Margaret: I did a reading and signing at our local Barnes and Noble. I had good attendance because many people from the office where I work attended. They all seemed to think it was a lot of fun to hear me read a scary incident set in a location so familiar to all of us. One lady remarked that the scene took place only a few blocks from her house.
Lynda: If you could go back and do something differently, what would that be?
Margaret: I wouldn't cut the final chapter so drastically; the review in Locus praised the book otherwise but thought that scene was too abrupt. And in fact, when the novel was re-released by Amber Quill Press, I restored some of that material.
Lynda: What would you do exactly the same way?
Margaret: Sign the contract with Design Image. They were a wonderful publishing company.
Lynda: What's your next manuscript about?
Margaret: I'm working on a quasi-Lovecraftian "secret baby" romance. The baby was sired by a an entity from another dimension, possessing the hero in an arcane ceremony. Now, having been separated ever since that night, the hero and heroine are getting back together when the child is about four years old.

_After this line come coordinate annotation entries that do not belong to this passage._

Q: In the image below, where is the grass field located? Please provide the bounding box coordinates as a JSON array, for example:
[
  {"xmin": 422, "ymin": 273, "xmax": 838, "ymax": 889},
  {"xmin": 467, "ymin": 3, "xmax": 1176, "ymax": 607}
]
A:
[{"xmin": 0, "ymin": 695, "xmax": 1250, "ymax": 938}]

Lynda: What's the one book you absolutely must write?
Margaret: Someday I think I'll have to do a sequel to Shadow of the Beast. Jenny's life with her very tolerant lover/husband can't possibly go as smoothly as the book's final scene implies.
Lynda: What advice are you willing to give to all the pre-published writers out there?
Margaret: Read widely, both inside and outside your genre. Find a solid critique partner. Never give up.